Sean bostezó, se arrellanó en su asiento, apuró su café y se levantó para servirse más. Michelle mantenía la vista fija en la pantalla del ordenador. Estaban en el apartamento de ella, cerca de Fairfax Corner. Mientras fuera los coches y las manadas de compradores circulaban por la lujosa zona comercial, ellos habían permanecido enclaustrados en el atestado despacho de Michelle, concentrados en la pantalla líquida del Mac. Sean volvió y le pasó una taza de café recién hecho. Les había costado mucho tiempo revisar todos los archivos informáticos de Tuck Dutton. Pero había valido la pena, habían encontrado algunos datos de interés.
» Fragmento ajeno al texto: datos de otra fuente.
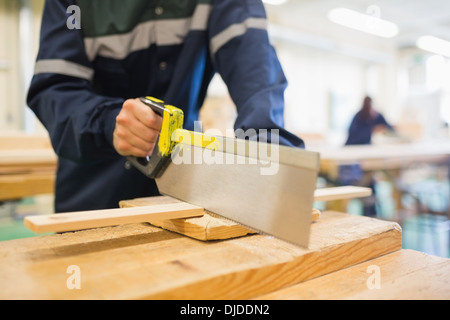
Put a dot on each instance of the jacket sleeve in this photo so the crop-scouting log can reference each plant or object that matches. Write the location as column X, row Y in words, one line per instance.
column 79, row 121
column 248, row 64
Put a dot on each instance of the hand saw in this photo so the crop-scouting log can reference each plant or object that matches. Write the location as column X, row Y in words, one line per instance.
column 264, row 186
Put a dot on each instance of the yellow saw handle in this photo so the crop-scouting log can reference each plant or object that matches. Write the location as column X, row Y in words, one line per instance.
column 173, row 117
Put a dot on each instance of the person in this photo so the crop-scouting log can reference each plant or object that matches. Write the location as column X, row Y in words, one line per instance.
column 365, row 123
column 92, row 67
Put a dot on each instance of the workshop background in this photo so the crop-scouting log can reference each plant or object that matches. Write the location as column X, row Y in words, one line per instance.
column 400, row 56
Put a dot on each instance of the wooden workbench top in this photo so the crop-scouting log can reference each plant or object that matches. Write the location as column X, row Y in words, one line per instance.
column 141, row 261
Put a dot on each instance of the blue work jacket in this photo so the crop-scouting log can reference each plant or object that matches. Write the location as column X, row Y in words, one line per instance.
column 94, row 54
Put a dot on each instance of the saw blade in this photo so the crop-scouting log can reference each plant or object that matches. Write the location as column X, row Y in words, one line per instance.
column 266, row 187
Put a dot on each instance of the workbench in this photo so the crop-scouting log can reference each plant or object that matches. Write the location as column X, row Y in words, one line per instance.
column 140, row 261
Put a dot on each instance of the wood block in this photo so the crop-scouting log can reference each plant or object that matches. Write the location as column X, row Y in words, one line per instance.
column 137, row 261
column 404, row 274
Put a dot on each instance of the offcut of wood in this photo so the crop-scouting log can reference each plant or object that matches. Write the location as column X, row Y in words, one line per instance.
column 73, row 221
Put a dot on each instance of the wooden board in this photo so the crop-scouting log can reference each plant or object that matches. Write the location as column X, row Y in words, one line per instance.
column 404, row 274
column 138, row 261
column 73, row 221
column 17, row 186
column 212, row 227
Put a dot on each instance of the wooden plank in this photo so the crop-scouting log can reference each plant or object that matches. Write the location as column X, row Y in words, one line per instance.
column 138, row 261
column 213, row 227
column 404, row 274
column 24, row 141
column 100, row 218
column 17, row 186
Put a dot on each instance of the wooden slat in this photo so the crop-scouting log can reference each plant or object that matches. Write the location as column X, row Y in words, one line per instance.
column 17, row 186
column 138, row 261
column 341, row 193
column 404, row 274
column 100, row 218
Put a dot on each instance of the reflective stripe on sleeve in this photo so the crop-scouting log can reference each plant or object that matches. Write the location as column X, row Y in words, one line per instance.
column 63, row 67
column 159, row 32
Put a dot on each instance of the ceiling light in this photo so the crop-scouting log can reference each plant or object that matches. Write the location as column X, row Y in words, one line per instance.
column 434, row 45
column 275, row 2
column 363, row 22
El tipo había previsto volver a casa a la mañana siguiente del secuestro. El teléfono móvil de Cassandra Mallory figuraba en su lista de contactos. Sean había llamado. Le había respondido una mujer y él se había apresurado a colgar. La dirección de ella figuraba también en los archivos de Tuck.
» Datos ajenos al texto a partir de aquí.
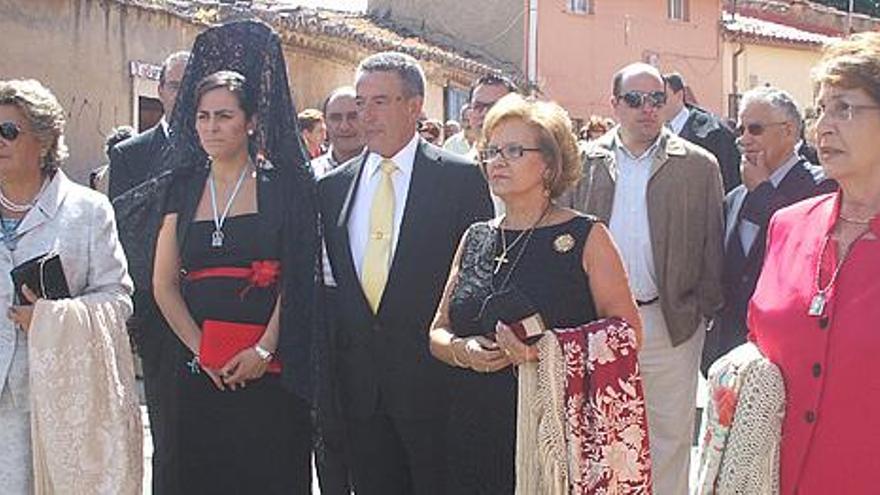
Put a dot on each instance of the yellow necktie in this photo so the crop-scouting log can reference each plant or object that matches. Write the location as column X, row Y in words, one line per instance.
column 377, row 258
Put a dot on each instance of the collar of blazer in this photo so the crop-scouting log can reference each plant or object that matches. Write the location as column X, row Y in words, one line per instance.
column 602, row 151
column 47, row 204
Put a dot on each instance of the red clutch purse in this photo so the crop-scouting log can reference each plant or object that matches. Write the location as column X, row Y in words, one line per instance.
column 222, row 340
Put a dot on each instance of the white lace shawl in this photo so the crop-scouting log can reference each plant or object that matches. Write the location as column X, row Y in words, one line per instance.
column 740, row 454
column 85, row 420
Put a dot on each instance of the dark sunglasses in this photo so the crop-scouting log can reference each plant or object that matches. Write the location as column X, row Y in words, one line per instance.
column 508, row 152
column 638, row 99
column 9, row 130
column 754, row 129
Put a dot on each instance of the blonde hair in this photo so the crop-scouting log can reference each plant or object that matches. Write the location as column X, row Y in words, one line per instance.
column 556, row 137
column 45, row 116
column 852, row 63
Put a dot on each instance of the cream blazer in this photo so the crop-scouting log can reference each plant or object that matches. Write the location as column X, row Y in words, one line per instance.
column 79, row 224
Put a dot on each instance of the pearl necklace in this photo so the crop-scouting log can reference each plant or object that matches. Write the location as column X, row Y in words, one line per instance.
column 21, row 208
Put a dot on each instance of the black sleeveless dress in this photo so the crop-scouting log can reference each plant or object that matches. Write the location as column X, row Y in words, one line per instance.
column 549, row 272
column 251, row 440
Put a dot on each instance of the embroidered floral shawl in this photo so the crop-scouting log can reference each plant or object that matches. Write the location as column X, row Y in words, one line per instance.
column 582, row 423
column 85, row 420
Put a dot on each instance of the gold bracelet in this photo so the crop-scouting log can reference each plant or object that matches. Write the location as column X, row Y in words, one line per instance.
column 455, row 360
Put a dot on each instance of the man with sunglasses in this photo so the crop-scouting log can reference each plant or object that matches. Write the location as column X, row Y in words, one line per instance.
column 661, row 198
column 137, row 159
column 774, row 175
column 702, row 128
column 132, row 162
column 343, row 131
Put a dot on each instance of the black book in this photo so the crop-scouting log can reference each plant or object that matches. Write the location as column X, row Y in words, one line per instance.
column 44, row 275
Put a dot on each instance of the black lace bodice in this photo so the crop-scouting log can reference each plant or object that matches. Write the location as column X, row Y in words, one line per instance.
column 549, row 273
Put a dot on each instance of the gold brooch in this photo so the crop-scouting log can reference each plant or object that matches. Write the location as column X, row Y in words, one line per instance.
column 563, row 243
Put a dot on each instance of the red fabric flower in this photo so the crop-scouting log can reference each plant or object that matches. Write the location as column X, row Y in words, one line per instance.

—Quizá tengamos que hacerle una visita —dijo Michelle.
—Si es que todavía sigue ahí.
—¿Crees que ella estaba en el ajo?
—Difícil saberlo. No me cabe duda de que se traían algo entre manos. A nadie se le ocurre utilizar el nombre de una compañera de trabajo como contraseña de su ordenador. Ahora bien, que ella lo supiera, o que Tuck esté realmente implicado… —Se encogió de hombros.
Ella lo miró perpleja.
—No creía que la implicación de Tuck estuviera en duda. Si no estaba implicado, fue una coincidencia increíble, ¿no crees?
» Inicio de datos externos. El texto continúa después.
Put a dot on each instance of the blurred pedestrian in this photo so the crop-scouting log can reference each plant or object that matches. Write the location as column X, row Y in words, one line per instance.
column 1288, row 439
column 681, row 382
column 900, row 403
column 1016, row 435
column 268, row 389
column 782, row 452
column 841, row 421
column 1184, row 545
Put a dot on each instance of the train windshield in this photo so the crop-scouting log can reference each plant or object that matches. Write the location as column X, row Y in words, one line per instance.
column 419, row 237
—Pero hemos echado un vistazo a su cuenta bancaria. No hay ningún movimiento que no esté justificado. Así que, bueno, ¿se lo han hecho gratis?
—Quizá tenga otra cuenta en alguna parte. El tipo está metido en contratos gubernamentales. ¿Vas a decirme que esa clase de gente no dispone de fondos reservados para sobornos?
—Sin embargo, si él decidió volver a casa fue impulsivamente, en apariencia. He hecho la comprobación en la compañía aérea. El cambio de reserva se efectuó en el último momento.
—Eso ya lo hemos hablado: tal vez se lo pensó y decidió que era mejor tapadera estar presente que no estarlo.
Sean miró por la ventana.
—Tengo la sensación de que estamos dando vueltas y vueltas inútilmente. Quizá los restos que tenía Pam bajo las uñas coincidan con la muestra de alguna base de datos.
—Espera un momento —dijo Michelle, excitada—, ¿y si el rescate es el pago? De este modo, Tuck no ha de soltar un centavo y no hay ningún rastro bancario que pueda seguir el FBI.
—¿Así que esos tipos harían todo esto por una ganancia hipotética? Tú sabes bien que los secuestros son un desastre. La entrega del dinero siempre resulta problemática. Incluso con transferencias electrónicas queda algún rastro. Recibes el dinero y a continuación el FBI te echa la puerta abajo. —Sean inspiró hondo—. Y aún no tenemos ni idea del motivo por el que se llevaron sangre de Pam Dutton.
—Bueno, ¿cómo enfocamos el asunto con Tuck?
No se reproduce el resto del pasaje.